Kegiatan ini menjadi momen penting dalam penguatan komitmen Pemerintah Kabupaten Way Kanan terhadap kebijakan strategis nasional, khususnya terkait Program Wajib Belajar 13 Tahun, percepatan penurunan stunting, dan penciptaan lingkungan belajar yang sehat melalui Gerakan Sekolah Sehat.
Dalam sambutannya, Ayu Asalasiyah menyampaikan bahwa program-program tersebut dapat diimplementasikan secara maksimal melalui layanan PAUD Holistik Integratif (PAUD-HI) di seluruh satuan pendidikan anak usia dini.
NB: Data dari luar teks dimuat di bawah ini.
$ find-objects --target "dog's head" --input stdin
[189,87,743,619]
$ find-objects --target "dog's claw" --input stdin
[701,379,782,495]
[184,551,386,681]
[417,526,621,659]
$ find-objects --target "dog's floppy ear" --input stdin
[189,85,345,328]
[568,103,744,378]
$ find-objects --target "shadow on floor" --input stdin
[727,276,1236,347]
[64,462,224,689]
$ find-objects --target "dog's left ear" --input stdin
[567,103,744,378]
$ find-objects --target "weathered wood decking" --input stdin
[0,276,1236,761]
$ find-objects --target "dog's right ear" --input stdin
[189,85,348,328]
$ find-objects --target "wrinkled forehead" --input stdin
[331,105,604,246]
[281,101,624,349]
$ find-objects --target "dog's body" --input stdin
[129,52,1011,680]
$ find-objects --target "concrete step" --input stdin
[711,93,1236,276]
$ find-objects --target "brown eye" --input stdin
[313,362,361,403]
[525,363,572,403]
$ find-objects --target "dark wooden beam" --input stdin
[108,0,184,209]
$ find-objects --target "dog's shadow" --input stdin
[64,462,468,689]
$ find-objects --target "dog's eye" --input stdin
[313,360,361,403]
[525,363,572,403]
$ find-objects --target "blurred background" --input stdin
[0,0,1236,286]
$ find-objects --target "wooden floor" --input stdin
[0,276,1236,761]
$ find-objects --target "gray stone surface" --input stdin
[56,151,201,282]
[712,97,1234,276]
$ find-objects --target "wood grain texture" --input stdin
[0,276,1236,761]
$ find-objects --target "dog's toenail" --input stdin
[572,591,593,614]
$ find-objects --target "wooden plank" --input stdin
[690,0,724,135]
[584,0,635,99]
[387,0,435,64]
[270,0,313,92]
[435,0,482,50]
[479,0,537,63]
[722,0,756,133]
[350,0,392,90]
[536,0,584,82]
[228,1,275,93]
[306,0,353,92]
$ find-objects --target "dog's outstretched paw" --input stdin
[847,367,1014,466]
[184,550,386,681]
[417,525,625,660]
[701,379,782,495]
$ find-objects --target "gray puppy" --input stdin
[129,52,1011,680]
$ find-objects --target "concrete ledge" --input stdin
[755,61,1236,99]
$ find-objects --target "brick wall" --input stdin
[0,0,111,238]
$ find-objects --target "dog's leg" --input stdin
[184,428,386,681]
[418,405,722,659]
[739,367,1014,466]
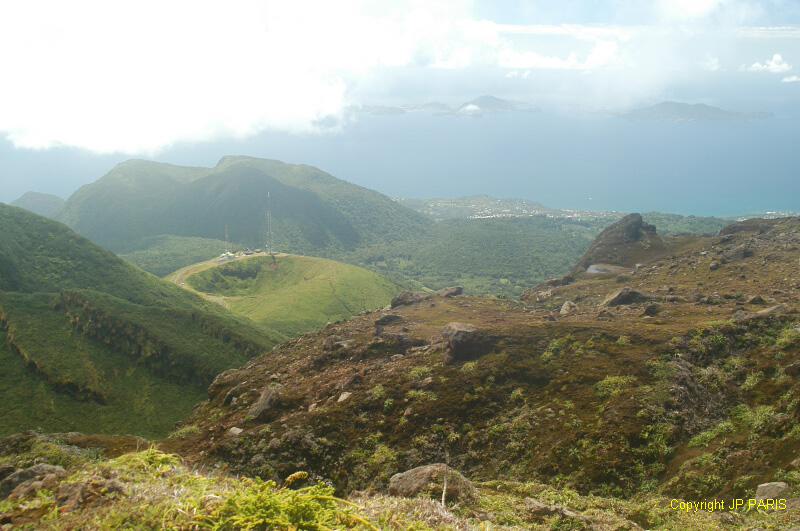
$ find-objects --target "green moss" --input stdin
[594,376,636,399]
[689,420,735,448]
Ia menekankan bahwa partisipasi aktif Bunda PAUD di tingkat Kampung, Kelurahan, hingga Kecamatan sangat diperlukan untuk menyukseskan sosialisasi program wajib belajar satu tahun prasekolah bagi anak usia 5–6 tahun sebelum masuk SD.
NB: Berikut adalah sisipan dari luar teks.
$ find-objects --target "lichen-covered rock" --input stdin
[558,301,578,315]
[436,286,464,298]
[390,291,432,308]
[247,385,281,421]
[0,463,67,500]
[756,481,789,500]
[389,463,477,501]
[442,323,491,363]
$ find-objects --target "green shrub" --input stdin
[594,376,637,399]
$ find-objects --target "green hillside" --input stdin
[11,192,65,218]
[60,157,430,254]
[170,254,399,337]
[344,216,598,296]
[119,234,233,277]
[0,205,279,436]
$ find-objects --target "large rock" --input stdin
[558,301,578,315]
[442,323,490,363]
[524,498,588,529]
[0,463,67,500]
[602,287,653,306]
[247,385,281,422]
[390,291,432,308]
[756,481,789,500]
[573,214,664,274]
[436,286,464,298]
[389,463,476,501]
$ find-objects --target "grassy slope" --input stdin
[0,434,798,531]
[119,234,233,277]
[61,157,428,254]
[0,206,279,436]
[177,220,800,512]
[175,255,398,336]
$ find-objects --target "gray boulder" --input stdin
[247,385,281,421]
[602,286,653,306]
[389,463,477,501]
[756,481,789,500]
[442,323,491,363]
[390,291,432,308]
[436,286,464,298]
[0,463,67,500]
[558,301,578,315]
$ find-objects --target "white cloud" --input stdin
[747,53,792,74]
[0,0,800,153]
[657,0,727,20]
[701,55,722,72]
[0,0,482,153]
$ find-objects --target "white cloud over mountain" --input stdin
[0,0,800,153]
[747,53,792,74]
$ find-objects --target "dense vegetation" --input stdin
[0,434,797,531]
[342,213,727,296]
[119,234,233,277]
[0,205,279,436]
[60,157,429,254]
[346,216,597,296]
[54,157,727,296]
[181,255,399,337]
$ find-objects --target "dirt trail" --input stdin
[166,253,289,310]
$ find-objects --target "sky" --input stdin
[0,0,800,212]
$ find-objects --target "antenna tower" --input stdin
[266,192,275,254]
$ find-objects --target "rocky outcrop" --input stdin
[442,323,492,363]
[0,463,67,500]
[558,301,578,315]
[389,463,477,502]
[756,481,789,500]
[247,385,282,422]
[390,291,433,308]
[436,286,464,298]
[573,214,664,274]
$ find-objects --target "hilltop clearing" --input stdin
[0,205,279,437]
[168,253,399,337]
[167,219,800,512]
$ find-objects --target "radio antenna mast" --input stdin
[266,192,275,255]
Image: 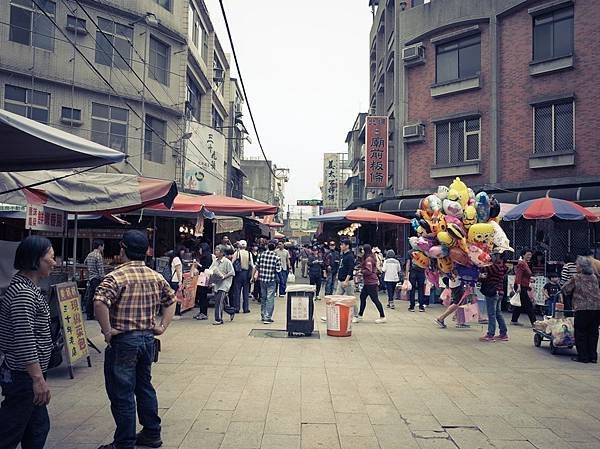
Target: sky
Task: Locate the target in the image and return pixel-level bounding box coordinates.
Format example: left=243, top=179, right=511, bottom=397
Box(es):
left=205, top=0, right=372, bottom=204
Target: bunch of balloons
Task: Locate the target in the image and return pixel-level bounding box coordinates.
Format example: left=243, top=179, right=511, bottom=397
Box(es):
left=409, top=178, right=513, bottom=285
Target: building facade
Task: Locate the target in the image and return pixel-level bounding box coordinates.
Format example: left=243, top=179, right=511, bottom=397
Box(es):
left=366, top=0, right=600, bottom=211
left=0, top=0, right=241, bottom=193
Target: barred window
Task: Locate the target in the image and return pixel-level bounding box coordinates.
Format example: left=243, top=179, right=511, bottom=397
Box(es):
left=435, top=35, right=481, bottom=83
left=91, top=103, right=129, bottom=153
left=8, top=0, right=56, bottom=51
left=533, top=100, right=575, bottom=154
left=4, top=84, right=50, bottom=123
left=144, top=114, right=167, bottom=164
left=435, top=118, right=481, bottom=166
left=95, top=17, right=133, bottom=70
left=533, top=7, right=573, bottom=61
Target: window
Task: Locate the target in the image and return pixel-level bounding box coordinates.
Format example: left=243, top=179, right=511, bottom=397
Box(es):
left=67, top=15, right=86, bottom=31
left=4, top=84, right=50, bottom=123
left=533, top=100, right=575, bottom=154
left=186, top=74, right=202, bottom=121
left=8, top=0, right=56, bottom=51
left=435, top=118, right=481, bottom=165
left=96, top=17, right=133, bottom=70
left=154, top=0, right=171, bottom=11
left=92, top=103, right=129, bottom=153
left=436, top=35, right=481, bottom=83
left=144, top=115, right=167, bottom=164
left=533, top=8, right=573, bottom=61
left=148, top=36, right=171, bottom=86
left=212, top=106, right=224, bottom=129
left=60, top=106, right=81, bottom=122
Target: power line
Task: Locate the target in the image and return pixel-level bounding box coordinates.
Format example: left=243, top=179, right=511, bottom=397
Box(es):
left=32, top=0, right=225, bottom=181
left=219, top=0, right=279, bottom=179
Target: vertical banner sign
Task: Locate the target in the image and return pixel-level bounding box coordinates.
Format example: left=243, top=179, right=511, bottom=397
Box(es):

“Poin-poin tersebut dapat kita wujudkan secara maksimal melalui layanan PAUD-HI. Peran serta Bunda PAUD sangat penting dalam menyosialisasikan Program Wajib Belajar 13 Tahun,” ujar Ayu.
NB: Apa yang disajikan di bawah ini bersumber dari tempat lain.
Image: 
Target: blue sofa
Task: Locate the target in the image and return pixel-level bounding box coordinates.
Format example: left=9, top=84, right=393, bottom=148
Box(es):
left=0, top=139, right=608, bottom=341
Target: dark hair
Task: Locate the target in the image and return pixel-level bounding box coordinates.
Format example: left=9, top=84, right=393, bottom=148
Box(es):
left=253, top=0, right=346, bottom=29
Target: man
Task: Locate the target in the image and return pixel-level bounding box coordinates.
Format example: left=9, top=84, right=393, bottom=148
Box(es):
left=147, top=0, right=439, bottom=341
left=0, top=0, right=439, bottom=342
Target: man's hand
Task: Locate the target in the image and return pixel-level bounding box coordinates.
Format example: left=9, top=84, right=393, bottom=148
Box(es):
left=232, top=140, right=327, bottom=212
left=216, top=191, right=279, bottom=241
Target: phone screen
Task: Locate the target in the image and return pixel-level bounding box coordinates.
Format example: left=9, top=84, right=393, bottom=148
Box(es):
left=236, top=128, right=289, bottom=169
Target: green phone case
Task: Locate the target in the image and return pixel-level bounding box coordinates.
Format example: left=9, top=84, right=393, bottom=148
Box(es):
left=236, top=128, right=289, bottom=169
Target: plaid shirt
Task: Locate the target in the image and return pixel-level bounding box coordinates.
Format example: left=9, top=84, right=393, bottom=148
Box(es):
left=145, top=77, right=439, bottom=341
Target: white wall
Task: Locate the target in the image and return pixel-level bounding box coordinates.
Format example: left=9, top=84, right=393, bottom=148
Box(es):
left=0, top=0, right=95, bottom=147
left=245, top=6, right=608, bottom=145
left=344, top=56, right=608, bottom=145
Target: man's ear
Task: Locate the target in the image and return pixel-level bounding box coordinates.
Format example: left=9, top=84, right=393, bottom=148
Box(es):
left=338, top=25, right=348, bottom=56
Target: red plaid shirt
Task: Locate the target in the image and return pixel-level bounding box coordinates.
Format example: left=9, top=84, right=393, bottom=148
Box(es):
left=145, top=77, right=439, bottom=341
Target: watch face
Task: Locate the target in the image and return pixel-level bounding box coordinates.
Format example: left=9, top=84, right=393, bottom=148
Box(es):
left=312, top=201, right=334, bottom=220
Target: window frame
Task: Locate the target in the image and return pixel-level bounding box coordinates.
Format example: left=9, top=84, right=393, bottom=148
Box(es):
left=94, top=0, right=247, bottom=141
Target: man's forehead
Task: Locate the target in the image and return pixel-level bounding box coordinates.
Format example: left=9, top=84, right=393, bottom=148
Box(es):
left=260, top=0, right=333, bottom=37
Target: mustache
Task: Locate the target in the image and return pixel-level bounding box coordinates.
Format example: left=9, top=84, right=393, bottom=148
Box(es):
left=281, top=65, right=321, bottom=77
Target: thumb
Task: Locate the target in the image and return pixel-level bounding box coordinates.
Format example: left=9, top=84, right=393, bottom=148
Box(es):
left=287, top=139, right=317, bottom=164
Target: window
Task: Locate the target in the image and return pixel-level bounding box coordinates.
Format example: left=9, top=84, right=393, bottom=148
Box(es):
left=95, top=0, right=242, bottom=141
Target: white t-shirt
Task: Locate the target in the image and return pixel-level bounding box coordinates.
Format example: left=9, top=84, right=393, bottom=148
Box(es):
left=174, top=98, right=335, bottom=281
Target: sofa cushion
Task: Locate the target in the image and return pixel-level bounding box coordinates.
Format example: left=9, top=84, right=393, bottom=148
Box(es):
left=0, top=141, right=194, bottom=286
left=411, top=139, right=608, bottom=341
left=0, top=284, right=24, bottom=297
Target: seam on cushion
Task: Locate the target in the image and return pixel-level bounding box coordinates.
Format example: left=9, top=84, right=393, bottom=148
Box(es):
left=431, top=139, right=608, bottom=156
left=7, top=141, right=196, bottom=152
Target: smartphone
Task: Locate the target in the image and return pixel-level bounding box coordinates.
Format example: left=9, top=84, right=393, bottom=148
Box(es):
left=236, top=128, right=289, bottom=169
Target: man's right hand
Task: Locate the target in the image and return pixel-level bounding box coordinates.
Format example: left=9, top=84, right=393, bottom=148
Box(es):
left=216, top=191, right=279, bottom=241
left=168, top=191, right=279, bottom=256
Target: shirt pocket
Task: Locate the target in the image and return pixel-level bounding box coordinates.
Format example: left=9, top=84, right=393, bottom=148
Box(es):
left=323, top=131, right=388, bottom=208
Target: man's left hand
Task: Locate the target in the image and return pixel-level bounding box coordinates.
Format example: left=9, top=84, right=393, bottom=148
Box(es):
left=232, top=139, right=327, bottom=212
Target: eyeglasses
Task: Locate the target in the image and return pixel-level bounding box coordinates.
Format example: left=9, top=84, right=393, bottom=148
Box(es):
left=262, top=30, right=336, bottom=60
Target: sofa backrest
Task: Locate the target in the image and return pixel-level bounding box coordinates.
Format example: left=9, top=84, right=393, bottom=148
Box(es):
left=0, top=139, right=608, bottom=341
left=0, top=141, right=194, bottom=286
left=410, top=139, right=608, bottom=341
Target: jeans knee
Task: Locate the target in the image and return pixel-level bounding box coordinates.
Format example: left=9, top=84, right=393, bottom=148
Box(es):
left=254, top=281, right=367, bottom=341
Ia juga menyebutkan bahwa Wajib Belajar 13 Tahun telah masuk dalam prioritas nasional yang tertuang dalam RPJMN 2025–2029 dan RPJPN, sehingga harus menjadi perhatian seluruh elemen pendidikan di daerah. Ayu menegaskan pentingnya proses transisi yang menyenangkan dari PAUD ke SD, agar anak-anak tidak merasa tertekan saat mulai memasuki pendidikan dasar.
“Kami berharap, mulai tahun depan, tidak ada lagi anak yang mendaftar ke SD tanpa terlebih dahulu mengikuti PAUD minimal satu tahun,” tegasnya.
Sementara itu, Kepala Dinas Pendidikan dan Kebudayaan Way Kanan, Machiavelli Herman Tarmizi, S.STP., M.Si., melalui Sekretaris Dinas, menyatakan bahwa kegiatan pembinaan ini merupakan agenda tahunan Bunda PAUD dan diikuti oleh seluruh Bunda PAUD Kecamatan hingga Kampung.
“Melalui kolaborasi lintas sektor, kita dapat menciptakan layanan PAUD berkualitas demi pemenuhan hak-hak anak secara menyeluruh,” jelasnya.
Kegiatan ini digelar mengacu pada UU Nomor 23 Tahun 2002 tentang Perlindungan Anak dan Perpres Nomor 60 Tahun 2013 tentang PAUD Holistik Integratif, dengan beberapa tujuan utama, antara lain:
Sosialisasi Program Wajib Belajar 13 Tahun
Implementasi transisi PAUD ke SD yang menyenangkan
Penguatan kerja sama antara Bunda PAUD dan Tim Gugus Tugas PAUD-HI
Pencegahan dan penanganan stunting
Pengimbasan materi pelatihan bagi calon pelatih pencegahan stunting
Kegiatan ini diikuti oleh total 750 peserta dari 15 kecamatan di Way Kanan, dengan rincian sebagai berikut:
160 peserta dari Pakuan Ratu, Negara Batin, dan Negeri Besar
190 peserta dari Blambangan Umpu, Umpu Semenguk, Kasui, dan Rebang Tangkas
230 peserta dari Baradatu, Gunung Labuhan, Banjit, dan Negeri Agung
170 peserta dari Way Tuba, Bumi Agung, Buay Bahuga, dan Bahuga
Turut hadir dalam kegiatan ini perwakilan dari Dinas Kesehatan, Satpol PP, camat dari beberapa kecamatan, HIMPAUDI, Tim Gugus Tugas PAUD-HI, serta para tenaga pendidik PAUD se-Kabupaten Way Kanan.
Kegiatan ini menjadi bukti nyata sinergi antara pemerintah daerah dan berbagai elemen masyarakat dalam membangun pondasi pendidikan yang kuat sejak usia dini, demi menciptakan generasi Way Kanan yang sehat, cerdas, dan berkarakter.